A pessoa com quem mais jogos vi no ano de 2004 foi a minha avó Lúcia. Tudo começou com os oitavos-de-final da Liga dos Campeões, FC Porto a jogar em Manchester, jogo de sofrimento até aos minutos finais. Fiquei por casa a ver o jogo, com a minha avó sentada no sofá ao lado, a ver o Costinha marcar aquele golo que nunca mais esqueceremos. Deu sorte. A partir daí, todas as quartas-feiras de Porto na Europa foram com as duas poltronas da sala ocupadas. Eu de um lado, em frente à televisão. A minha avó ao lado, distraída entre as minhas reações, o que acontecia no jogo e a vida dela. Quando o Porto levantou a Taça em Gelsenkirchen, a nossa dupla funcionava tão bem que já parecia fácil ganhar jogos.

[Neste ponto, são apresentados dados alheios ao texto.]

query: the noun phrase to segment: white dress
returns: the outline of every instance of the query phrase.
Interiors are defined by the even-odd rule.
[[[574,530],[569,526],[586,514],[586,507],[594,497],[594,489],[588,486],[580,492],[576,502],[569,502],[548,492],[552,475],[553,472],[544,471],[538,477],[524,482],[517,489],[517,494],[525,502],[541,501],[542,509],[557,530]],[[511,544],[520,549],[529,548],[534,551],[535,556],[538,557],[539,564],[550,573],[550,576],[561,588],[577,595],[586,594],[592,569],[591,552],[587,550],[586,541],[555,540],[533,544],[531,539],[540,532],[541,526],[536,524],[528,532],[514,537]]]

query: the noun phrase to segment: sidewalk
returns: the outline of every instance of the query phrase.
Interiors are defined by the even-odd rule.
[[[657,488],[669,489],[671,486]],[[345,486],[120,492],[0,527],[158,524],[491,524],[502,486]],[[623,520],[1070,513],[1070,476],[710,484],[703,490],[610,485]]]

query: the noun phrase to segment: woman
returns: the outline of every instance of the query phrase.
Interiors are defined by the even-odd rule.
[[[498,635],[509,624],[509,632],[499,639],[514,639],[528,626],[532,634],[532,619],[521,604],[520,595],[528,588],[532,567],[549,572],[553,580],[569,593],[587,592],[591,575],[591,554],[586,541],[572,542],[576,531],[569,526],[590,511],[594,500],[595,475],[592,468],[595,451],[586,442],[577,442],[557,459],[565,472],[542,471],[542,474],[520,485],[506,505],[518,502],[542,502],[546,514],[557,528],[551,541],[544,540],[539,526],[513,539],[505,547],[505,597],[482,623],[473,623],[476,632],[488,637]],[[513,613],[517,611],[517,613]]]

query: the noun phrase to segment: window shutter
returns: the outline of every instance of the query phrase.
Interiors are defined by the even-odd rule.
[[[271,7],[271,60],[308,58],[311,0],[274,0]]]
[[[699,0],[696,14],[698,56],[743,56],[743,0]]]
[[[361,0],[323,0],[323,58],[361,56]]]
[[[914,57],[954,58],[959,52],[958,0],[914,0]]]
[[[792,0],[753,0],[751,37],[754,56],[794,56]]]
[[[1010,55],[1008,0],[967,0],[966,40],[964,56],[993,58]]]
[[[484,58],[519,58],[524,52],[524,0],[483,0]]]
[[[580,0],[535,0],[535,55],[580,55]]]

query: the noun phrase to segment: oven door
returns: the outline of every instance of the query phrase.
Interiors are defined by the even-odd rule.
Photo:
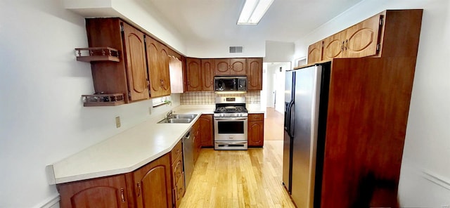
[[[214,141],[247,141],[248,117],[214,117]]]

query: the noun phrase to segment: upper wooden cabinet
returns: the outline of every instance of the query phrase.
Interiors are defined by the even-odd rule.
[[[202,91],[214,91],[214,59],[202,59]]]
[[[170,95],[168,48],[150,37],[146,37],[147,63],[152,98]]]
[[[308,48],[308,63],[335,58],[414,56],[418,45],[420,10],[387,10]],[[319,42],[323,56],[319,58]]]
[[[186,59],[188,91],[214,91],[217,75],[247,76],[248,91],[262,90],[262,58]]]
[[[186,59],[188,91],[214,91],[214,59]]]
[[[202,91],[202,64],[199,58],[186,58],[186,86],[188,91]]]
[[[377,55],[383,15],[378,14],[323,40],[323,59]]]
[[[323,41],[320,41],[308,47],[308,63],[322,60],[322,48]]]
[[[119,62],[91,63],[96,93],[123,93],[125,103],[148,99],[144,34],[119,18],[86,19],[89,47],[119,51]]]
[[[262,58],[247,59],[247,90],[262,90]]]
[[[217,58],[215,59],[216,75],[245,75],[245,58]]]

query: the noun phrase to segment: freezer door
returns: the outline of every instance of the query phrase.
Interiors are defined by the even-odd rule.
[[[313,207],[321,69],[295,72],[291,195],[297,207]]]
[[[292,108],[293,107],[292,86],[295,84],[293,71],[287,71],[285,82],[284,142],[283,148],[283,184],[290,193],[292,174]]]

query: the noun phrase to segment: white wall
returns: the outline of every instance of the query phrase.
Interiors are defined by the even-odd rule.
[[[424,9],[400,178],[402,207],[450,204],[449,2],[365,0],[295,42],[295,57],[302,57],[309,44],[383,10]]]
[[[243,46],[243,53],[230,53],[230,46]],[[233,40],[212,41],[208,40],[188,41],[186,56],[195,58],[245,58],[264,57],[266,45],[264,41],[250,40],[245,42]]]
[[[264,62],[283,62],[292,60],[294,43],[266,41],[266,56]]]
[[[46,165],[179,105],[84,108],[92,77],[74,48],[87,46],[84,18],[60,0],[0,1],[0,207],[47,204],[58,192]]]
[[[63,7],[84,17],[120,17],[139,27],[180,53],[185,40],[162,15],[146,0],[61,0]]]

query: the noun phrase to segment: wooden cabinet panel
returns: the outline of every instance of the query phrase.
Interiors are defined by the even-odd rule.
[[[248,115],[248,146],[262,147],[264,143],[263,113]]]
[[[230,74],[230,60],[228,58],[217,58],[216,62],[216,67],[214,74],[216,75],[229,75]]]
[[[192,143],[193,145],[193,151],[195,165],[197,162],[197,159],[198,159],[198,155],[200,155],[200,150],[202,145],[201,134],[200,134],[200,120],[197,120],[193,126],[191,134],[194,135],[192,138]]]
[[[60,206],[68,207],[128,207],[123,175],[57,185]]]
[[[202,115],[200,117],[200,134],[202,147],[214,146],[214,131],[212,115]]]
[[[144,35],[141,31],[128,24],[122,25],[127,54],[127,74],[131,100],[147,99],[148,88]]]
[[[320,41],[308,47],[308,64],[322,60],[323,41]]]
[[[86,29],[89,47],[109,46],[120,53],[117,63],[91,63],[95,91],[123,93],[127,103],[148,98],[143,34],[119,18],[88,18]]]
[[[262,90],[262,58],[247,59],[247,90]]]
[[[168,48],[150,37],[146,38],[148,79],[152,98],[170,95]]]
[[[335,58],[360,58],[375,56],[378,53],[381,19],[382,15],[378,14],[343,31],[323,39],[323,60]],[[308,49],[309,58],[316,60],[314,52],[317,43]],[[311,48],[311,51],[309,51]]]
[[[359,58],[377,54],[382,18],[377,15],[346,30],[345,57]]]
[[[161,92],[157,96],[165,96],[170,95],[170,74],[169,70],[169,48],[166,46],[159,44],[160,46],[160,64],[161,65]],[[155,96],[153,96],[155,97]]]
[[[342,42],[345,40],[345,31],[338,32],[323,39],[323,60],[343,57]]]
[[[202,59],[202,91],[214,91],[214,59]]]
[[[202,90],[202,67],[199,58],[186,58],[187,91],[199,91]]]
[[[245,75],[247,74],[245,63],[245,58],[230,59],[230,74]]]
[[[172,207],[170,156],[164,156],[133,172],[137,207]]]

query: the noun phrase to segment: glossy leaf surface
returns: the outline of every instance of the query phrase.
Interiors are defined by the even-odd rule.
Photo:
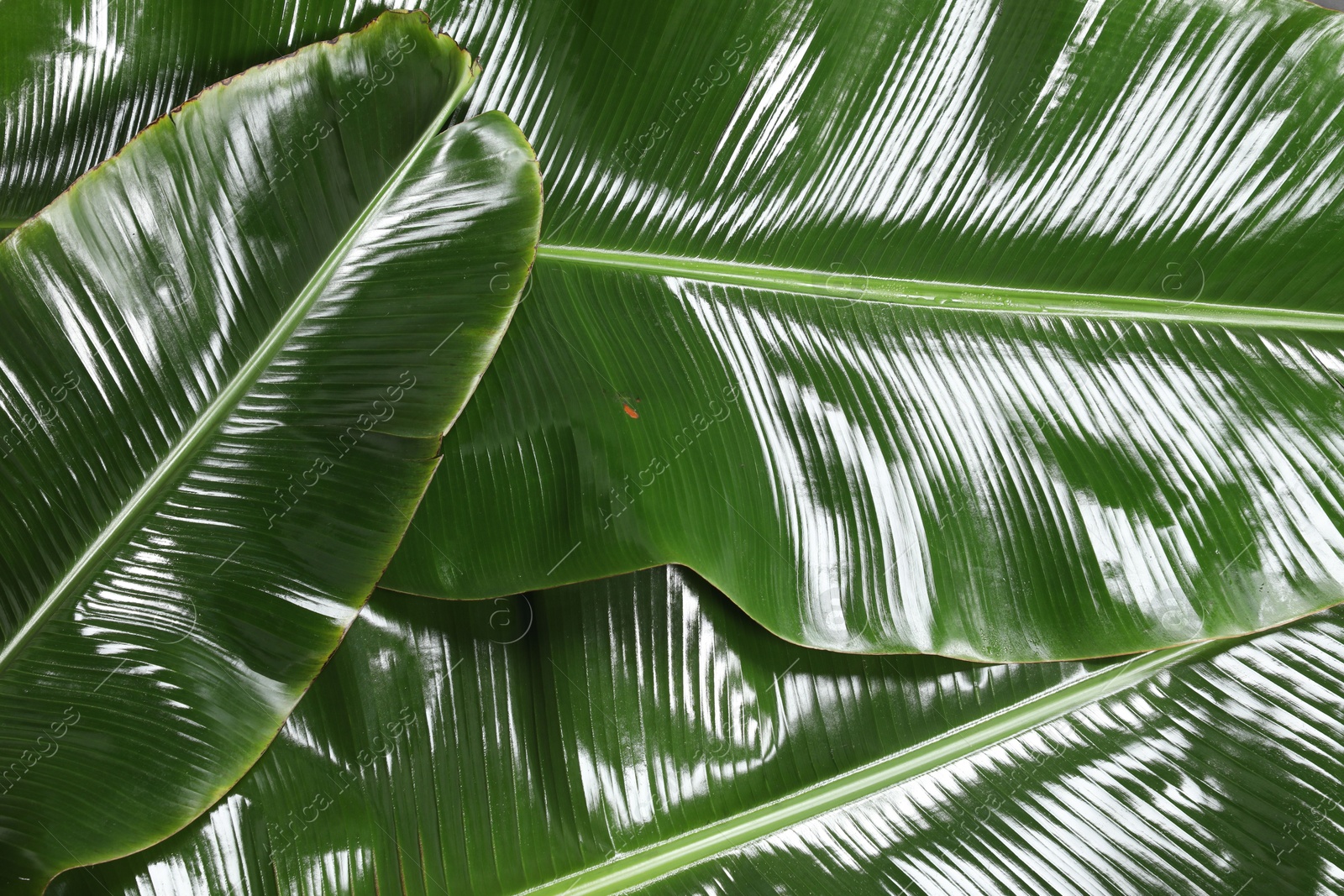
[[[52,892],[1333,892],[1341,674],[1337,611],[976,666],[797,647],[676,568],[379,591],[219,806]]]
[[[540,222],[394,15],[212,87],[0,243],[0,889],[253,764],[401,540]]]
[[[259,51],[335,9],[235,12]],[[388,587],[671,560],[798,642],[993,660],[1344,596],[1333,13],[431,15],[487,59],[470,107],[534,136],[552,201],[536,301]]]
[[[797,642],[989,660],[1344,595],[1339,17],[546,8],[472,99],[546,165],[534,301],[387,587],[671,560]]]

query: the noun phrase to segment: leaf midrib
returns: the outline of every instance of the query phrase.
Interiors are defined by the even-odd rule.
[[[845,302],[903,305],[910,308],[1050,314],[1067,317],[1215,324],[1250,329],[1344,332],[1344,314],[1304,312],[1251,305],[1176,301],[1142,296],[1071,293],[1063,290],[980,286],[939,281],[898,279],[836,271],[813,271],[769,265],[723,262],[708,258],[632,253],[591,246],[536,247],[538,259],[583,263],[660,277],[801,293]]]
[[[878,762],[601,865],[521,891],[519,896],[616,896],[628,892],[1025,733],[1223,645],[1219,641],[1204,641],[1136,656]]]
[[[247,361],[238,368],[224,388],[222,388],[219,394],[215,395],[215,398],[211,399],[204,408],[202,408],[200,415],[191,429],[183,433],[176,445],[173,445],[172,450],[164,455],[155,470],[145,478],[134,494],[130,496],[121,510],[112,517],[112,520],[109,520],[102,529],[99,529],[98,536],[89,544],[87,548],[85,548],[83,553],[81,553],[79,557],[71,564],[60,580],[51,587],[47,596],[34,607],[34,610],[28,614],[27,621],[13,633],[4,646],[0,646],[0,673],[5,670],[23,646],[36,635],[52,614],[60,609],[63,602],[73,594],[77,594],[78,590],[86,583],[87,578],[97,572],[98,563],[101,562],[103,552],[110,547],[118,545],[124,536],[134,528],[141,514],[156,502],[160,494],[169,485],[177,481],[181,470],[196,457],[196,453],[228,418],[243,395],[246,395],[247,391],[257,383],[261,373],[270,365],[270,363],[276,359],[276,355],[278,355],[281,348],[284,348],[284,345],[289,341],[289,337],[293,336],[298,325],[304,321],[304,318],[306,318],[308,312],[312,310],[313,304],[316,304],[323,290],[331,282],[336,269],[347,258],[351,247],[353,247],[363,235],[368,222],[383,210],[388,197],[406,179],[411,165],[415,164],[434,137],[439,133],[444,122],[448,121],[448,117],[462,101],[462,97],[466,94],[470,83],[472,75],[470,71],[468,71],[468,75],[464,77],[454,87],[453,93],[444,103],[444,107],[439,109],[430,125],[406,153],[402,163],[392,171],[383,187],[364,207],[364,211],[362,211],[345,230],[340,242],[337,242],[336,246],[333,246],[327,254],[323,263],[294,297],[294,301],[290,304],[285,314],[276,321],[266,339],[262,340],[251,356],[249,356]]]

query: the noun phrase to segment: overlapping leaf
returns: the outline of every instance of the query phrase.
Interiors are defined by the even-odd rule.
[[[1333,892],[1341,676],[1337,611],[974,666],[796,647],[675,568],[380,591],[233,794],[52,892]]]
[[[0,889],[253,764],[401,540],[540,184],[394,15],[216,86],[0,243]]]
[[[672,560],[794,641],[993,660],[1344,596],[1335,15],[430,5],[552,211],[390,587]],[[352,15],[241,5],[207,52],[181,12],[141,44],[98,8],[124,70],[181,78]],[[109,85],[54,118],[110,134],[83,114],[172,93]],[[69,156],[13,145],[13,171]]]

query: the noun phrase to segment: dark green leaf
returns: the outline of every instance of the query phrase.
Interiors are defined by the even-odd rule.
[[[216,86],[0,243],[0,891],[185,825],[391,557],[540,184],[396,15]]]
[[[108,110],[353,15],[238,3],[210,39],[155,0],[141,40],[93,5],[102,44],[24,44],[60,89],[0,152],[16,187],[116,145]],[[1344,596],[1336,15],[430,5],[485,59],[470,107],[536,140],[551,214],[390,587],[679,562],[794,641],[992,660]],[[71,74],[94,60],[98,90]]]
[[[1340,621],[976,666],[797,647],[675,568],[379,591],[234,793],[54,893],[1336,892]]]
[[[988,660],[1344,596],[1344,20],[516,8],[472,102],[548,223],[387,587],[676,562],[792,641]]]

No primeiro jogo do Euro 2004 quebrei a recente tradição e fui para o café ver o jogo. Portugal perde, alto e pára o baile. Voltemos às contas que batem certo. Jogo com a Rússia, em casa, ganhámos. Espanha, Nuno Gomes, feito. Os penáltis frente a Inglaterra, a minha avó preocupada com a saúde do Eusébio e o Ricardo nem precisou de luvas para somarmos mais uma. Holanda, nas meias-finais em que o Maniche enganou o realizador da partida. Perfeito. Naquela altura já pensava que nunca mais iria ver um jogo importante na minha vida que não fosse ao lado da minha avó. Era a conjugação perfeita. Foi a Grécia e o Charisteas que nos trocaram as voltas. A 4 de julho de 2004, ia-se o Euro e ia-se também uma dupla inquebrantável na resolução de jogos internacionais.
A minha avó faria hoje anos, a 18 de junho. Seria dia de festa. A minha avó que nunca me ouviu a falar de futebol na televisão, mas que muito me aturou por eu parecer, tantas vezes, não querer saber de outras coisas. As horas a jogar à carica no chão da sala dela. Os jornais e as revistas que se acumulavam. As conversas intermináveis, tantas vezes comigo mesmo, enquanto via os jogos. Se calhar ela já sabia, antes de mim, o que eu iria ser. Hoje, tenho a certeza, ia continuar a gostar muito de me ouvir.